We hit the road again and stopped at Pere Mata, where Pere Mata Coloma has been producing cava since 2000. His production facility is quite small, so after a brief look around, he grabbed a few bottles and we left for Hostal Grau for lunch. Coloma’s passion for wine runs in the family. Both of his grandfathers produced wines and Cavas and he is bringing the family tradition back to life. He thinks outside the box, making Cavas specifically for certain times of the year. His Cupada Number 9 is meant to be enjoyed in summer. He uses indigenous grapes, primarily Macabeu, Xarello and Parallada.

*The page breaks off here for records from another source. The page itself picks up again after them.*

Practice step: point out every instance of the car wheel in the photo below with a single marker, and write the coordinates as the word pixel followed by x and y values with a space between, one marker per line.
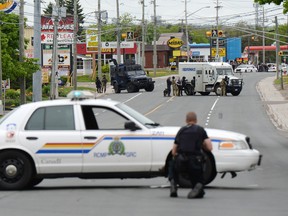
pixel 209 172
pixel 204 93
pixel 235 93
pixel 188 89
pixel 34 182
pixel 130 87
pixel 16 170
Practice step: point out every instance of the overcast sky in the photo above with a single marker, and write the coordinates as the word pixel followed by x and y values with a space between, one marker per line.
pixel 173 11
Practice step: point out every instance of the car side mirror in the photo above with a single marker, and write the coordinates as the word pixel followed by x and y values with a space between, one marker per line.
pixel 131 126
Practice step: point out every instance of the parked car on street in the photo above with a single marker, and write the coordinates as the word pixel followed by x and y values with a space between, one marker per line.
pixel 271 67
pixel 244 68
pixel 91 138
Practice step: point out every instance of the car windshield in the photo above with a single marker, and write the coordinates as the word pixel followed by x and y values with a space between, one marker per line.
pixel 224 71
pixel 138 116
pixel 136 73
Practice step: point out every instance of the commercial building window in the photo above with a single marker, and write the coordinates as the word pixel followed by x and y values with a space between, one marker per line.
pixel 79 63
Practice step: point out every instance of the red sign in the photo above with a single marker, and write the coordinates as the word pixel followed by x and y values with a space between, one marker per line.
pixel 65 24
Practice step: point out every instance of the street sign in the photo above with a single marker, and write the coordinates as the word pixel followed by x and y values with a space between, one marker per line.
pixel 130 36
pixel 113 44
pixel 214 33
pixel 221 52
pixel 91 38
pixel 221 42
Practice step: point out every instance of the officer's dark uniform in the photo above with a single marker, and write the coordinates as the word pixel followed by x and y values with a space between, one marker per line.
pixel 189 140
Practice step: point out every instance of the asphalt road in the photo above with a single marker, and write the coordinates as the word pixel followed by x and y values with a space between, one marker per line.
pixel 259 192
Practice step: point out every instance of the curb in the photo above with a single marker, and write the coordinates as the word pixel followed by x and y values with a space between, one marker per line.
pixel 277 110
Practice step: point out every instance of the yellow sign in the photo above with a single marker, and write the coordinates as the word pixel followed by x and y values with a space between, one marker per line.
pixel 103 50
pixel 175 43
pixel 221 52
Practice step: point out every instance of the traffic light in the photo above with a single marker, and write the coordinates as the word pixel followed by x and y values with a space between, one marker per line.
pixel 220 33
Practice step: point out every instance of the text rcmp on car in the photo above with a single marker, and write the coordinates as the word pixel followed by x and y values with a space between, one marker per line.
pixel 95 138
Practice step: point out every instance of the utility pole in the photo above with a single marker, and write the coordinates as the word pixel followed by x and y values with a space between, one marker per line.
pixel 186 31
pixel 263 33
pixel 256 5
pixel 277 53
pixel 143 34
pixel 21 52
pixel 118 35
pixel 1 71
pixel 57 13
pixel 154 40
pixel 37 76
pixel 75 46
pixel 53 84
pixel 99 40
pixel 217 28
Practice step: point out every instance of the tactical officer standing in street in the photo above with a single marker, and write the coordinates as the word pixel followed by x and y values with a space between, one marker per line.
pixel 188 155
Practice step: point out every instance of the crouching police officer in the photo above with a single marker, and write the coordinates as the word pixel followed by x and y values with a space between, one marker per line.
pixel 188 156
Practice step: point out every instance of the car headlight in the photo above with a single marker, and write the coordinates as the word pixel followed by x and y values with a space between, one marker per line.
pixel 232 145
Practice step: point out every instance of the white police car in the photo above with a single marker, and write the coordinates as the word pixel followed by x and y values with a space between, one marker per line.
pixel 95 138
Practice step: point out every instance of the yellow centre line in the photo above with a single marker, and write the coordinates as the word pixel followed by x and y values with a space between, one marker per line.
pixel 156 108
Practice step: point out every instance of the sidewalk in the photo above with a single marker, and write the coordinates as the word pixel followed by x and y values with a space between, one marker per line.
pixel 277 105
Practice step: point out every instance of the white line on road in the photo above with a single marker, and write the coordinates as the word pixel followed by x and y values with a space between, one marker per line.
pixel 211 111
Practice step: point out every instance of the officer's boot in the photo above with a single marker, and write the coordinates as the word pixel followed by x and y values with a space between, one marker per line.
pixel 173 188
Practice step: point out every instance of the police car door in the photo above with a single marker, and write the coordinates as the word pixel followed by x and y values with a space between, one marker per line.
pixel 109 147
pixel 52 136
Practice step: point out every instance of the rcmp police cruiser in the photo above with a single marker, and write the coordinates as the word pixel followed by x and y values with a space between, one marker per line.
pixel 187 151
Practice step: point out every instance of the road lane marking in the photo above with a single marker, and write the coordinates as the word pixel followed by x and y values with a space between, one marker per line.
pixel 211 111
pixel 160 105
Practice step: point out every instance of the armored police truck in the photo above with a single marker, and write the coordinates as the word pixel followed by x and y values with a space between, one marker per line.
pixel 205 77
pixel 129 76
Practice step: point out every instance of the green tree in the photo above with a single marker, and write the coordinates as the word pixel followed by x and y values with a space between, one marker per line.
pixel 11 67
pixel 69 4
pixel 277 2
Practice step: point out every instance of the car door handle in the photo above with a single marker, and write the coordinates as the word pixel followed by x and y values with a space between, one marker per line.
pixel 90 137
pixel 32 138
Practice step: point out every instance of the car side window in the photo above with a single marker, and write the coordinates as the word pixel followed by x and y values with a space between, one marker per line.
pixel 52 118
pixel 102 118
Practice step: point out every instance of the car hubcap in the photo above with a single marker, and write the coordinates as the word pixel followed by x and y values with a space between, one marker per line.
pixel 11 171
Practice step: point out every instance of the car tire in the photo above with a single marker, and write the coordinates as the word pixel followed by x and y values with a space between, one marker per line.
pixel 209 172
pixel 16 170
pixel 35 181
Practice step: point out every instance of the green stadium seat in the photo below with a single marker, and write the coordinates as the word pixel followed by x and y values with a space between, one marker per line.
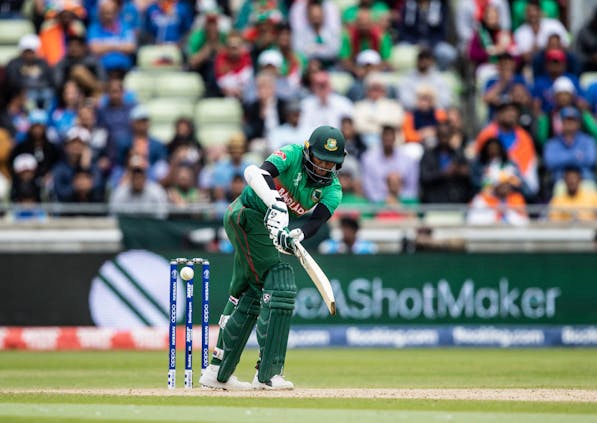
pixel 159 57
pixel 341 82
pixel 142 83
pixel 215 134
pixel 188 85
pixel 587 78
pixel 11 30
pixel 166 111
pixel 403 57
pixel 7 53
pixel 218 111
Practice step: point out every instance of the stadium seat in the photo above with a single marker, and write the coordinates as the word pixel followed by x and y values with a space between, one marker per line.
pixel 403 57
pixel 341 82
pixel 163 132
pixel 587 78
pixel 166 56
pixel 142 83
pixel 215 135
pixel 7 53
pixel 218 111
pixel 188 85
pixel 11 30
pixel 166 111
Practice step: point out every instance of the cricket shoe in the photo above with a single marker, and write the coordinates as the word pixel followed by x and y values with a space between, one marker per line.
pixel 277 382
pixel 209 379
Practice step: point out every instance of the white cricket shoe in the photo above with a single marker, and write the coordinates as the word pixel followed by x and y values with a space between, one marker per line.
pixel 277 382
pixel 209 379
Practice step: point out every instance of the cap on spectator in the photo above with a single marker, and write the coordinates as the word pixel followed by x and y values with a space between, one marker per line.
pixel 570 112
pixel 563 84
pixel 555 55
pixel 78 133
pixel 24 162
pixel 368 57
pixel 29 42
pixel 270 57
pixel 38 117
pixel 139 112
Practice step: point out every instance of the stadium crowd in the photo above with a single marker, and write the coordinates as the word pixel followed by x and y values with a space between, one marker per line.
pixel 482 102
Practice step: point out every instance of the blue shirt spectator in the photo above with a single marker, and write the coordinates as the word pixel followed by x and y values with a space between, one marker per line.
pixel 111 39
pixel 571 148
pixel 167 21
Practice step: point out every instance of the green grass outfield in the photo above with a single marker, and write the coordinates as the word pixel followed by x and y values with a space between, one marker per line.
pixel 469 369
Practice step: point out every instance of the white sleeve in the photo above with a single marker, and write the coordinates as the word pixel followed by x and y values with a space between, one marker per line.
pixel 255 178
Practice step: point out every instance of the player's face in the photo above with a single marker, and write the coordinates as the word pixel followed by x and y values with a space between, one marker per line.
pixel 322 167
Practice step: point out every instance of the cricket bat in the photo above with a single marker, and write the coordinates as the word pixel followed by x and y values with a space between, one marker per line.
pixel 319 278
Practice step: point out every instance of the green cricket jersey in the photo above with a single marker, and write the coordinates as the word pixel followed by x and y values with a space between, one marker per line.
pixel 292 185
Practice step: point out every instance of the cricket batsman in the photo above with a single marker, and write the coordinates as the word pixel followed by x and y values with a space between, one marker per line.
pixel 294 180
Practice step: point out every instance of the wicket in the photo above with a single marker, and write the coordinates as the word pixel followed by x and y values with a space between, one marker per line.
pixel 188 372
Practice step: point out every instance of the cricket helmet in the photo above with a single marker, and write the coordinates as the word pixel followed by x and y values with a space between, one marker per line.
pixel 327 144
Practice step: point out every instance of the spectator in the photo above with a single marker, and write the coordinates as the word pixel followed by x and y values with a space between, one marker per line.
pixel 564 95
pixel 318 24
pixel 324 107
pixel 62 21
pixel 233 67
pixel 517 142
pixel 37 144
pixel 571 148
pixel 183 191
pixel 113 42
pixel 71 175
pixel 501 85
pixel 138 194
pixel 289 132
pixel 499 202
pixel 14 115
pixel 364 35
pixel 114 113
pixel 425 22
pixel 350 242
pixel 270 62
pixel 354 144
pixel 167 21
pixel 379 161
pixel 64 115
pixel 368 61
pixel 469 14
pixel 202 47
pixel 293 63
pixel 374 110
pixel 80 66
pixel 141 143
pixel 549 8
pixel 490 39
pixel 576 202
pixel 425 73
pixel 586 44
pixel 444 171
pixel 25 180
pixel 533 34
pixel 380 12
pixel 30 71
pixel 555 67
pixel 218 180
pixel 554 42
pixel 493 155
pixel 267 111
pixel 421 123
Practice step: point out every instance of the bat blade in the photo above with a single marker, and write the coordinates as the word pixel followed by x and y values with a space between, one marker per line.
pixel 317 275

We traveled close to the sea, to Sant Pere de Ribas to visit Clos Lentiscus and Can Ramon wines. Owner Manel Avinyo promptly ushered us into two 4x4s. We drove around the property, through the vineyards and up a hill where we took in the view of the sea and his property while drinking his cava, Manel farms bio-dynamically and his passion for the vines and property is clearly evident. Back at his home he showed us the centuries old Mastic (Pistacia Lentiscus) tree that gave the winery its name and logo. The Sumoll grape grows on his property, a varietal that faced extinction. Today there are only 250 acres remaining, all of them in Catalonia. He makes a cava from the Sumoll grape that is unlike anything I have ever tasted. We feasted on a Catalan Paella made with pasta instead of rice and Manel entertained us, at one point walking around the room with two metal rods in his hands, showing us the energy fields in the room.
We said our goodbyes and made our way to Capallades where we stayed at the lovely Can Carol. The hostal is comfortable and loaded with charm. We unwound over a bottle of wine and in the morning had breakfast and toured the property. There’s a small church and beautiful grounds. A men’s only wine club gathers here monthly. Again there is history every way you turn. For part of the group the journey was over. We bade farewell and our smaller group continued on with just one stop this day.

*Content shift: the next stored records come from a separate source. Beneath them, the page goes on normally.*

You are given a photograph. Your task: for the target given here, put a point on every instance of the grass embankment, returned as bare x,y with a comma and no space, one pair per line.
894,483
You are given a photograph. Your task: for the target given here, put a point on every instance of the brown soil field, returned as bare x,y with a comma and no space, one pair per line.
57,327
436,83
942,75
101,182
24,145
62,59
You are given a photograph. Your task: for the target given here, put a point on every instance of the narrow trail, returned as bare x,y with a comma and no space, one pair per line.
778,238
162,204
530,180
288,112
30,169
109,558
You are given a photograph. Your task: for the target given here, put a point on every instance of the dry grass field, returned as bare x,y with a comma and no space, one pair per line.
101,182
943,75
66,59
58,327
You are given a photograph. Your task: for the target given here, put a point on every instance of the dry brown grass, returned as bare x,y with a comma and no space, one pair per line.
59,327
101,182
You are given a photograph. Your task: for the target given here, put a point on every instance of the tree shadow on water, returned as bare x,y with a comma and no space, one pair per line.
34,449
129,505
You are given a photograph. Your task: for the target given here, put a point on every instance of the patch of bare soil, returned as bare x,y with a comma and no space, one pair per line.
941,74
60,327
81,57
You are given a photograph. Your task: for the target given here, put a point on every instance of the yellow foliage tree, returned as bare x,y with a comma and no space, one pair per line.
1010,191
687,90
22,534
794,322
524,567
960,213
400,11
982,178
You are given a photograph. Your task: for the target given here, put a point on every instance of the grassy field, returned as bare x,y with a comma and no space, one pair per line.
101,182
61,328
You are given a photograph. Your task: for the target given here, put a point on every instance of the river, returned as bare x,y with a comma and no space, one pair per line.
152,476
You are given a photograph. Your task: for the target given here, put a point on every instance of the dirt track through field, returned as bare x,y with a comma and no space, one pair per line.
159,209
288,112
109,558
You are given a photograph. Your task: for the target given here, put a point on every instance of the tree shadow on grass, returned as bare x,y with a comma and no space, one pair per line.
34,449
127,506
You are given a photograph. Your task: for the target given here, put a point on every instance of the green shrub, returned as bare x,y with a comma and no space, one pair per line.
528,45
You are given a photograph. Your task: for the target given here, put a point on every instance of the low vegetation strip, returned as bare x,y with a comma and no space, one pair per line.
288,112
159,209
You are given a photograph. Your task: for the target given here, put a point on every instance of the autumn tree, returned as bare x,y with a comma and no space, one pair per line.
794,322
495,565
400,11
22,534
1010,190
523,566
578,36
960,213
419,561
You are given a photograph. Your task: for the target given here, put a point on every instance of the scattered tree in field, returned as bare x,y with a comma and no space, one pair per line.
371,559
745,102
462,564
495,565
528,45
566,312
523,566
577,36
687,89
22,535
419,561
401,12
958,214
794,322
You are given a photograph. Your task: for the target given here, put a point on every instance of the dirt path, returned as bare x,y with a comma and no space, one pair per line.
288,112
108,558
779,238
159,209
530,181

Jordi Codina and Bruno Tannino greeted us at Finca Valldosera, where once again we hopped into a 4×4 and toured the property. Above the property overlooking everything we drank cava and signed the bottle. Bruno and Jordi took our signed bottle and placed it inside a small hut that had been used by gardeners years ago. Part of me remains in that hut as I scraped my head on the way out. We gathered back at the estate for wine, Cava and elegant appetizers. Jordi’s background includes stops in Marlborough New Zealand and the Napa Valley and he has been Finca Valldosera’s oenologist since 2009. All the wines are produced from estate fruit.

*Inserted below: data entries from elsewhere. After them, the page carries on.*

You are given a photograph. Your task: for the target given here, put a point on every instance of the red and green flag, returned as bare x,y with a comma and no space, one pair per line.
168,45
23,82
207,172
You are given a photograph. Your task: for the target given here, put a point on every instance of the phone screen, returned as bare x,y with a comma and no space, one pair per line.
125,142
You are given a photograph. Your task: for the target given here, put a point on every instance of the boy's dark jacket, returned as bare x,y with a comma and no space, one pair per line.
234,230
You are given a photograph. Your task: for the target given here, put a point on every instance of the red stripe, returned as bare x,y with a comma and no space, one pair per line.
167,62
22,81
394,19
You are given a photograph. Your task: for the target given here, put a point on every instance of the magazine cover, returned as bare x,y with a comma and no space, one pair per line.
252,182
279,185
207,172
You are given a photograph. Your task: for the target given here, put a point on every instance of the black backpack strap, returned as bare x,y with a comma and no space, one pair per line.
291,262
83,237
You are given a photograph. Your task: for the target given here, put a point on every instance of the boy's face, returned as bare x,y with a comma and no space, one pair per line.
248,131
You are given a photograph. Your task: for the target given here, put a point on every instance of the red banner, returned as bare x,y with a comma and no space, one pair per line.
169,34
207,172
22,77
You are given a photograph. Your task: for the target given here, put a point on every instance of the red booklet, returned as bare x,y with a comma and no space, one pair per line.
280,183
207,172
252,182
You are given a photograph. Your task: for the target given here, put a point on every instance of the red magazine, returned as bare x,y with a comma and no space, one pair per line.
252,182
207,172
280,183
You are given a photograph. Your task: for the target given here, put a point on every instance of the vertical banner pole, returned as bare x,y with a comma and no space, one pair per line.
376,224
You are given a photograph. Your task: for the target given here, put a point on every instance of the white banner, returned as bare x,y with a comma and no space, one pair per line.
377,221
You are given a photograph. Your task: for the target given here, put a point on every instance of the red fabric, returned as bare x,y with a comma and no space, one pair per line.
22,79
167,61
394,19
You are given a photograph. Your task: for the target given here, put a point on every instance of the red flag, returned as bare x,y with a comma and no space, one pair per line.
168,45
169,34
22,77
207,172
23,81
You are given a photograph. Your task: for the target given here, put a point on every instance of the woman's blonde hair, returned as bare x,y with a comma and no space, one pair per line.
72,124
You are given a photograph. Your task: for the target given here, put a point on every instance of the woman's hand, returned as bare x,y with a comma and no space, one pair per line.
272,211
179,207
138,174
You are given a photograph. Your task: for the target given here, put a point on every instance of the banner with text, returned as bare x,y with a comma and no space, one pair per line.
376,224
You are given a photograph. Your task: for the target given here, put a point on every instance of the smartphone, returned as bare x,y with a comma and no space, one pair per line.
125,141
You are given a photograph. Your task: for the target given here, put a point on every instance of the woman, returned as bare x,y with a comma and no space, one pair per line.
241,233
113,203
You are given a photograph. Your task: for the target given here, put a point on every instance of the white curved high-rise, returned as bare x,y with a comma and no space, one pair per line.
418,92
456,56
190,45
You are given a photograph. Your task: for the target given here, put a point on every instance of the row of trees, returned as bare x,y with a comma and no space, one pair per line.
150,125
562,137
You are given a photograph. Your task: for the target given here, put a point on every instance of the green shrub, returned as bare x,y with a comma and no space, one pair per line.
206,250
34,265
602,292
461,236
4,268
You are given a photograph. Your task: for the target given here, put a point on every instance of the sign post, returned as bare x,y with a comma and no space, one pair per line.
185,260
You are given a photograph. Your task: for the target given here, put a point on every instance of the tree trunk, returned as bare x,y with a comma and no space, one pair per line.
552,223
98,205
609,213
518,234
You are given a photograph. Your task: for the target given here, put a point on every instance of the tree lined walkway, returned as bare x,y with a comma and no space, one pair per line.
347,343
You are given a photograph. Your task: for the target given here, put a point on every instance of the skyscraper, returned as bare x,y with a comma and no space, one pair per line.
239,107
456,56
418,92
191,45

We began our last day in Catalonia with a 20 kilometer bike ride. I hadn’t been on a bicycle in years and made it about two K before deciding it wasn’t worth risking life and limb. The ride ended at Rovellats Cava and we couldn’t have hoped for a better host than Rosa Cardona i Vallès. We took a tour of the estate and walked through the caves, stacked floor to ceiling with bottles of cava. At one point I said to her that there must be several hundred thousand bottles. She turned to me and said ‘No. Three and a half million.’ The Rovellats Cavas were among my favorites and if you ever come across it, I urge you to grab it.
This amazing journey had drawn to a close. We had a farewell barbecue and a walking tour of Barcelona and then headed home.